Smokers and Taxation: Some Things Will Never Change
For years, smokers groups have complained about one thing in their singular voice: the continued raid on cigarette duty by successive governments, which has almost doubled the cost of a packet of cigarettes over the past 20 years. With every new budget that is announced, a few cents or pennies are customarily added on to the already well-burdened smoker, and the smokers rights groups protest again.
In reality, governments have nothing to fear from taxing cigarettes at astronomically high levels. Smoking is bad for health; the health of smokers, through direct contact, and for non-smokers who may become victims of passive smoking. Therefore, if a government adds extra taxation on to cigarette duty, they can claim it is in the public interest – that by making cigarettes more expensive, smokers may be more likely to quit. It’s one tax that no one can argue with on the grounds of health and protecting the public as a whole; smokers rights don’t come in to it.
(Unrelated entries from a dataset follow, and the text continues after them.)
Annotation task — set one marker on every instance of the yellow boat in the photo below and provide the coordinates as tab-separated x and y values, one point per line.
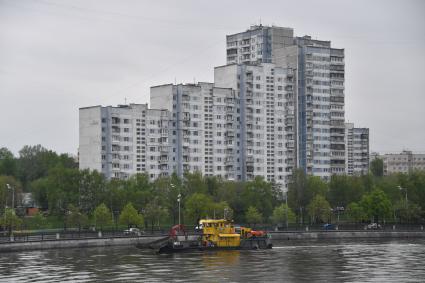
215	234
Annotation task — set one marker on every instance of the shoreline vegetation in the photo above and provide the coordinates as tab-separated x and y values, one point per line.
81	199
102	240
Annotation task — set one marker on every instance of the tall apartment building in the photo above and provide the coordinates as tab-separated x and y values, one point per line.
259	44
277	105
403	162
204	128
356	150
267	118
124	140
319	91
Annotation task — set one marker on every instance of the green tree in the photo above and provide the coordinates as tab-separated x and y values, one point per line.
194	183
408	213
8	163
35	161
319	209
91	190
377	167
279	215
261	195
75	218
129	216
102	216
222	208
154	212
10	221
253	216
344	190
298	195
9	193
197	206
376	204
356	212
37	221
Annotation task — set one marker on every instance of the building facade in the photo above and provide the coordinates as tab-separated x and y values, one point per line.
319	91
267	121
403	162
357	150
124	140
278	104
259	44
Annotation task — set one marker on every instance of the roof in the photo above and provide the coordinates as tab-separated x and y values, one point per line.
214	221
229	235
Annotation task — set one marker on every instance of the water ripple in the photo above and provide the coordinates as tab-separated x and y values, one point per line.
331	261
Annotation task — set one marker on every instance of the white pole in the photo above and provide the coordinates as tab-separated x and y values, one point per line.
178	199
286	210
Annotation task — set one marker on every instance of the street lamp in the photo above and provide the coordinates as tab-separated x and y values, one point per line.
405	190
13	208
286	209
13	195
178	200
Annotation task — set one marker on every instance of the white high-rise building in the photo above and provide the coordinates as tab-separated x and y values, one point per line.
204	128
124	140
318	91
267	118
356	150
277	105
259	44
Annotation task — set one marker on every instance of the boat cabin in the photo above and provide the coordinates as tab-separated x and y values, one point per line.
219	233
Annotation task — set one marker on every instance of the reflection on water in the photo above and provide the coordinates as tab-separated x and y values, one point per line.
354	261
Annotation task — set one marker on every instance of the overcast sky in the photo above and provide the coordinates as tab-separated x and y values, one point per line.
57	56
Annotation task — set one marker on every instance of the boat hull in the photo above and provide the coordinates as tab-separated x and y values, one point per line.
171	246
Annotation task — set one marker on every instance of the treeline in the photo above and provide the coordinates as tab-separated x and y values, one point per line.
77	197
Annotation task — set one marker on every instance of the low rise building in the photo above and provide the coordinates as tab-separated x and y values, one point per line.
357	150
403	162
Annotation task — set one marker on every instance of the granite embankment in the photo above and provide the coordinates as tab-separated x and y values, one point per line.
77	243
131	241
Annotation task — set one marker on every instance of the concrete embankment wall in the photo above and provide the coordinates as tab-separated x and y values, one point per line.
345	235
106	242
76	243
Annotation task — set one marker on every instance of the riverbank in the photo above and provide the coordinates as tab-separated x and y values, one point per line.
146	240
77	243
322	235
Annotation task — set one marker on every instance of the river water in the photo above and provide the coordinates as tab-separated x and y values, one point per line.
331	261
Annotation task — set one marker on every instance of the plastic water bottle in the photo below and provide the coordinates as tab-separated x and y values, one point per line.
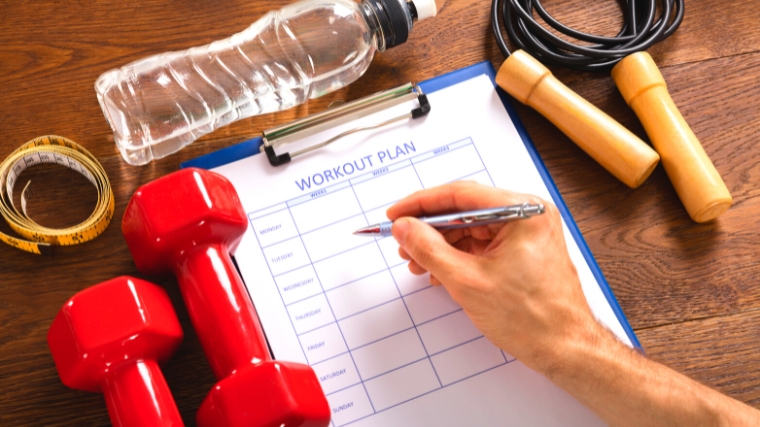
159	104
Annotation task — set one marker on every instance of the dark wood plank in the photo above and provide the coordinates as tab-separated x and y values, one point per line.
720	351
667	272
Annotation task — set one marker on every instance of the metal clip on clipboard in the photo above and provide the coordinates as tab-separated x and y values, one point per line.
309	125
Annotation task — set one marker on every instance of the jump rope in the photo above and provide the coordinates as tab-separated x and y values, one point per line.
522	75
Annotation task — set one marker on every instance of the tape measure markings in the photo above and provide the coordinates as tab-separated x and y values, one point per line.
57	150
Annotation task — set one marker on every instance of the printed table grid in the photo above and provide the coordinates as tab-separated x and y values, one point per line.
376	335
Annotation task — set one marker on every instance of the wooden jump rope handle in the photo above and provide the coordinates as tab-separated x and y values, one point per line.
617	149
697	182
It is therefore pointless to argue. If you, like many smokers, feel trepidation at the announcement of a new budget and have steadily watched the cost of smoking increase several-fold over your lifetime – accept it. You really have no other option. In the United Kingdom, tobacco taxation brings the government treasury nearly £9 billion per year – and they’re not going to stop now. With the health argument on their side, no government is going to be the ones to make it easier and cheaper to smoke; so if you want to carry on smoking, accept that higher and higher taxation is a certainty you cannot avoid.